In a show of momentum Cycle Computing today launched the latest version of its flagship product, CycleCloud v5, and also announced the company has been awarded U.S. Patent 9,146,840 for automatically detecting and resolving infrastructure faults in cloud infrastructure.
The new version of CycleCloud includes a single dashboard for quickly and securely accessing and managing workloads on leading cloud service providers: AWS (NASDAQ: AMZN), Microsoft Azure (NASDAQ: MSFT), and Google Compute Engine (NASDAQ: GOOG). It also includes and improved ability to deploy custom images, which facilitates supporting a wide range of compute use cases.
The patent relates to technology to ensure required infrastructure and services are fully functional before and during the execution of clustered applications in the cloud. Cycle reports the patent is a critical component of Cycle’s software, “enabling error-free, production-quality clusters to deliver Platform-as-a-Service (PaaS) computation and data analysis capabilities.” (see patent abstract is below.)
After years of “tire kicking” the use HPC in the cloud seems poised for fast expansion. Following a recent NSCI workshop at the White House, Doug Burger, of Microsoft Research, wrote in a blog, “The scale and explosive growth rate of the cloud market was surprising to many of the attendees. The scale of the cloud market will enable investments in system design that are otherwise unaffordable.”
Cycle Computing has been carefully positioning itself as a cloud-based HPC enabler. It’s software, among other things, orchestrates fast provisioning of clouds for HPC workloads, data transfer, and heterogeneous resource managment. Recently, Cycle helped The Broad Institute ramp up a genome analysis workflow on 50,000 cores on GCE. This job took advantage of GCE’s newly launched “preememptible virtual machine) capability to help control cost.
Cycle added several other features to CycleCloud, among them:
- AWS-specific Spot Bidding Optimizations provide the ability to minimize compute cost by automatically and efficiently using features such as equivalent instance types, multiple application zones, and real-time cost monitoring among others.

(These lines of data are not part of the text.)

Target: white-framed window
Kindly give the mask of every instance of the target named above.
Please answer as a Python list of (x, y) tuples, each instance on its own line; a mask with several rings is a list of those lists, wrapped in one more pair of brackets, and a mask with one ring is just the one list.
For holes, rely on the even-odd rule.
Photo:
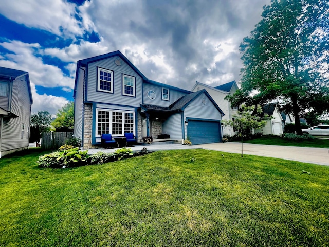
[(113, 137), (123, 136), (124, 133), (135, 135), (135, 112), (96, 109), (96, 137), (101, 134), (112, 134)]
[(97, 90), (113, 93), (113, 72), (97, 68)]
[(8, 83), (7, 81), (0, 81), (0, 96), (8, 96)]
[(135, 96), (135, 77), (122, 74), (122, 95)]
[(169, 89), (162, 87), (162, 99), (163, 100), (169, 100)]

- Support for FTD (Fast Data Transfer developed by CERN). FDT is an application for efficient data transfers that is capable of reading and writing at disk speed over wide area networks (with standard TCP).
- Event-based workflow support, which enables independent execution of multi-step workflows in the cloud, such as those composed of data transfers and multiple applications or analyses.
“Cycle continues to focus on developing software that provides users simple, scalable access to cloud-based computing, so that customers can focus on their science, engineering, and making better business decisions,” said Jason Stowe, Cycle Computing CEO.
On the patent front, the technology identified helps Big Data and HPC users leverage Cycle’s software to deal with the challenges inherent to running at scale in the cloud. When deploying cloud resources often a sub-group of the resources will fail to be able to run the assigned application for a variety of reasons, which is the problem the patented software method resolves.
Here’s the patent abstract: “Systems and methods are provided for any party in a cloud ecosystem (cloud providers of such resources, the intermediate management software for such resources, and the end user of such resources) to detect and resolve faulty resources synchronously or asynchronously, before said faults adversely affect the users’ workloads. The system requests a service or set of one or more resources within a cloud, automatically checking the infrastructure for various faults that would cause it to be non-functional, including pre-defined and user-defined checks, and resolving them before including the infrastructure in the working service cluster of resources. The system presents an API to the user that returns only functional, production-quality resources that are not in a faulty state. An API that tests and resolves bad infrastructure can be registered during the request or a preceding/subsequent API call, removing the need for the end-user to deal with various types of infrastructure faults.”